尤寐抿唇一笑,仍想起身,楚辭忙不疊拉她續坐,立馬止她:“尤小姐,關於小瑞的調皮搗蛋,我還有很多事情想同你說說。”

“好,”尤寐說著,原本要沖出去的腳步再次停著了,被楚辭說拖後,尤寐陪著楚辭笑談了片刻,她完全沒有註意到另外一端梭過她背影的目光。

尤寐在心裏皺愁,本來麽,若無漣漪,尤寐就按照計劃,諂媚霍中浚,取得他的信任,圖謀他的愛意,誅誅渣男,摁滅前任囂張的氣焰以及厚顏無恥甩她時對她鄙夷的臉孔,誰知……劍走偏鋒。

尤寐心頭一片陰霾。

接著,楚辭的話很多很多,她與尤寐說說笑笑,多數時候都是尤寐在聽,楚辭在講,她將霍小瑞怎麽依賴著她,又是怎麽乖順,她講到情緒激動時,還起身走向隔壁的房間,說要翻出小瑞過去的照片給尤寐看。

尤寐看著楚辭的背影,慢慢轉頭,又看了看悠閑而坐的霍中浚。本來都打算放棄糾纏三只瞳孔的男人的尤寐,突然下定了什麽決心,嘴巴利索起來。她決定冒味一問:“霍總。可想過給小瑞找一個嬸嬸啊?”

霍中浚:“……”

“和諧的家庭關系,有利於小瑞養成良好的性格,霍總。”尤寐自知唐突,連聲音都虛,多管閑事啊,管問起他的單身狀況了。
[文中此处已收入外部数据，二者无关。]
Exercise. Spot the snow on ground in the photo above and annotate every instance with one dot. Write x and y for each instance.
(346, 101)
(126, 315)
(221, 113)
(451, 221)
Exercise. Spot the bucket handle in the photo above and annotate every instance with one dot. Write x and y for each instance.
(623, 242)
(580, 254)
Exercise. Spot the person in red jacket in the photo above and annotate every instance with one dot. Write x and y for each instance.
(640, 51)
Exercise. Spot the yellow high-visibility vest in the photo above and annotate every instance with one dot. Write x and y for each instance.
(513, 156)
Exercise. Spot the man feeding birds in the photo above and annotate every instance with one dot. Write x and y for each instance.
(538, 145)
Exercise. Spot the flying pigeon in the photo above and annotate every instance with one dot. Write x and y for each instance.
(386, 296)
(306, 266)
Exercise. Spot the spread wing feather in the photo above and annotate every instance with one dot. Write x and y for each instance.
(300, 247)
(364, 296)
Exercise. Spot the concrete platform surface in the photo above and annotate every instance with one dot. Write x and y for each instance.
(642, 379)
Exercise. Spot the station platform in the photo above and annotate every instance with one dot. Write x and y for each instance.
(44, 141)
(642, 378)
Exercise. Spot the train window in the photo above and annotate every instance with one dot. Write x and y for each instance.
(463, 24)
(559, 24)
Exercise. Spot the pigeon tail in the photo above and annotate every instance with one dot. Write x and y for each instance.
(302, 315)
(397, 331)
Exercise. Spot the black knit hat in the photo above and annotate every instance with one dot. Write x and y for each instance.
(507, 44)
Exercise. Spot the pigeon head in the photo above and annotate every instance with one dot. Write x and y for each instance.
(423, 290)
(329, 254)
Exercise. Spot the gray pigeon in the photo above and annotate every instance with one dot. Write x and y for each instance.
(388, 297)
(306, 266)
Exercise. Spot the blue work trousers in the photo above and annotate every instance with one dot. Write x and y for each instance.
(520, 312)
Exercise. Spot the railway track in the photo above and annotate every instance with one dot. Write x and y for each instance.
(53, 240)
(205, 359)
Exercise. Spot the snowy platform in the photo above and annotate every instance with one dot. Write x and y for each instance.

霍中浚默著看她,兩次相處,他總是看她,他看她什麽呢!

“是這麽的,霍總,幼兒園活動多,多是親子活動,小瑞父母這麽忙,您又這麽忙,也抽不開空,小瑞有楚小姐照顧他,這就方便了,說不定小瑞也盼她成為準嬸嬸。”

霍中浚動動眼梢:“是嗎?”

他的話,聽進尤寐的耳中,模模糊糊,模棱兩可,尤寐趁勢追問:“房間那位楚小姐,她是您心儀的對象?是您挑中的女友?”尤寐緊張地問,填著疑惑的眼神看他,心潮慌湧。

霍中浚先是惑惑,繼而掃了一眼尤寐意有所指的眼神,好似明晰了,唇角一勾,勾起微不可見的笑:“你這樣想。”

尤寐問得唐突,問得冒失,尤寐揣測霍中浚話裏的意思,不是嗎?是不是呀?她漸漸亂成一團,面頰不覺一紅,兩人一默,拿什麽緩緩尷尬的氣氛。

霍中浚挑了挑眉,冷聲著:“不是。”

“不是,”尤寐剎著嘴,兩人異口同聲,尤寐不知所措。

他不承認楚小姐,這麽看來,楚辭只是來照顧小瑞的女人,幸虧一問,否則她的蘇生之路,還沒開拓,就被她自己扼殺了。

等等,她懵逼,可是,楚小姐究竟是什麽身份?情人?備胎?她半夜在他的家中哎,她又陷入糾結之中。

霍中浚倚著沙發,輕輕歪頭,目光打量尤寐的表情,倏爾,他的目光罩著她,她輕輕擡眸,躲離著他迫下來的視線,此刻她發熱的頰,就連腮紅盒裏最濃烈的胭脂都遜色了吧,她的心眼,霍中浚一望而知。

霍中浚垂眸,臉色不明,微微挑開手腕處的那一塊腕表的扣子,戴熱了。

尤寐想著,他有顯赫的家境,不俗的樣貌,品味尚且待定,也算男人中的貴種,哪個女人會放棄一棵鳳凰樹而去擁抱一株雜樹呢!尤其像楚小姐,這麽時髦的女人,放著這麽時髦聰慧的女人,他不追?這哥們是有何見不得人的隱疾。

“不是什麽?”他問。

尤寐: “……”

她不是你的女人,她才淪不成五十步笑百步。